There was a movement, and a voice interrupted him.

“No, you don’t. That place has been redeemed.” Andy spoke quietly, but with a sudden blaze in his eyes. He held up the certificate of payment, gripped in his hand, and looked across at Hiram Still.

There was a moment’s pause, and then cheer after cheer broke out from the crowd of whites; and the long, pent-up feeling against Still burst forth so vehemently that he turned and pushed deep into the middle of the throng of blacks about him, and soon left the ground.

The excitement and anxiety, however, proved too much for old Mrs. Bellows, and she died suddenly a few nights later.

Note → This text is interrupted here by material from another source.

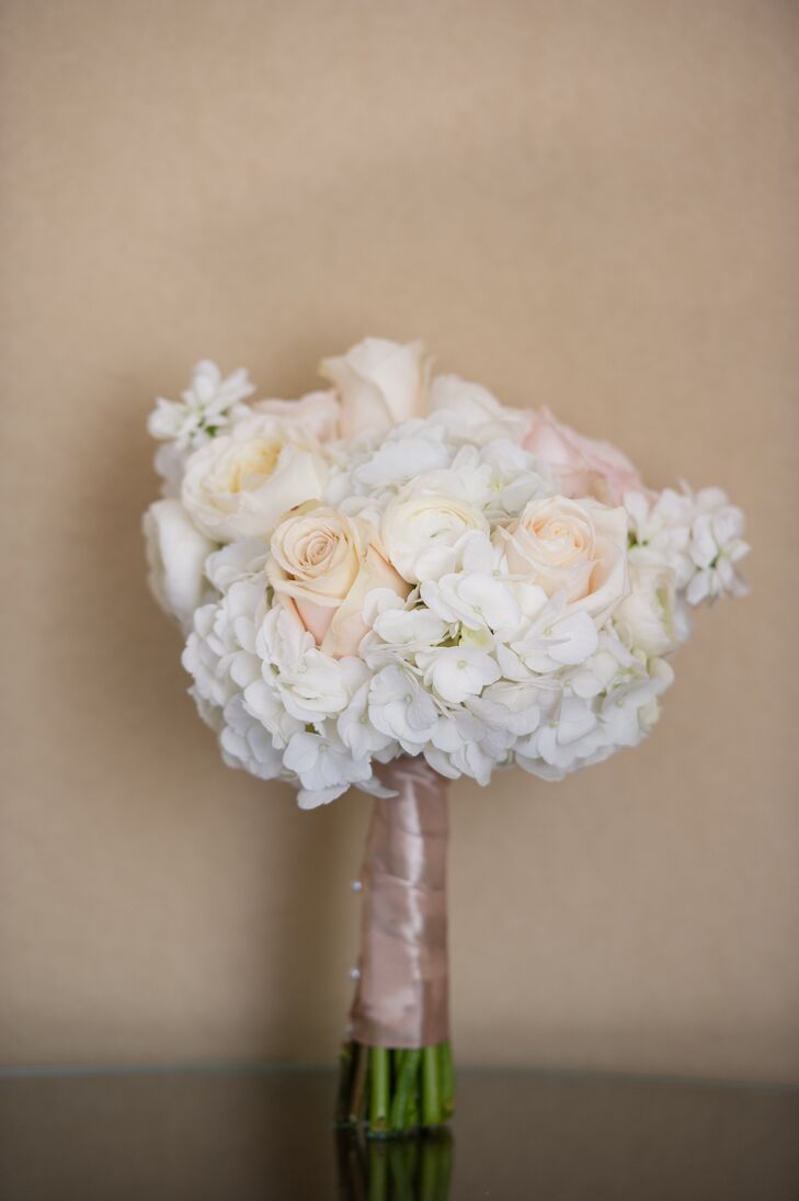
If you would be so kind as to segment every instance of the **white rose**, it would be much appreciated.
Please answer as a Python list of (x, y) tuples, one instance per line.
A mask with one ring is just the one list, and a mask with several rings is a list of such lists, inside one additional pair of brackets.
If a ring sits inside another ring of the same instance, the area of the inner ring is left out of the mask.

“One more notch on the score against Hiram and Major Leech,” said Andy Stamper, grimly, as he turned the key in the door of the empty house, and, taking it out, put it in his pocket.

Andy’s wife, as the old woman’s heir, was the owner of the place; but a few days after Mrs. Bellows’s death Andy rode up to Dr. Cary’s door.

Delia had sent him over, he said (he always laid the credit of such things on Delia, he was simply clay in the potter’s hands).—Delia had sent him to say that the place belonged to Miss Blair. “She had found out where the money came from which bought it back, and she wan’t goin’ to take it. She couldn’t take care of the place anyhow—’twas all she could do to keep the place they had now; and she would not have this one if she was to pay taxes on it. All she wanted, was to beat Hiram. So if Miss Blair wouldn’t take it, she s’posed Nicholas Ash would git it next year, after all.”

Andy pulled out a deed, made in due form to Miss Blair Cary, and delivered it to the Doctor, meeting every objection which the Doctor raised, with a reason so cogent that it really looked as if he were simply trying to shield Delia Dove from some overwhelming calamity. So the Doctor finally agreed to hold the place for his daughter, though only as security for the sum advanced, and with the stipulation that Andy should at any time have the privilege of redeeming it. It was well for Dr. Cary that he had placed his money as he did.

A few days after this sale at the county seat, Dr. Cary received a letter from Mr. Ledger, telling him that the condition of affairs had become so gloomy that his correspondents in the North were notifying him that they could not continue their advances to him at present, and as the notes given him by Dr. Cary and General Legaie, which had already been renewed several times, were about to fall due again, he found himself under the disagreeable necessity of asking that they would arrange to pay them at their next maturity. General Legaie, who had received a similar letter, rode up to see Dr. Cary next morning, and the following day they went to the city together. They rode on horseback, as they had no money to pay even the small sum necessary for the railway fares.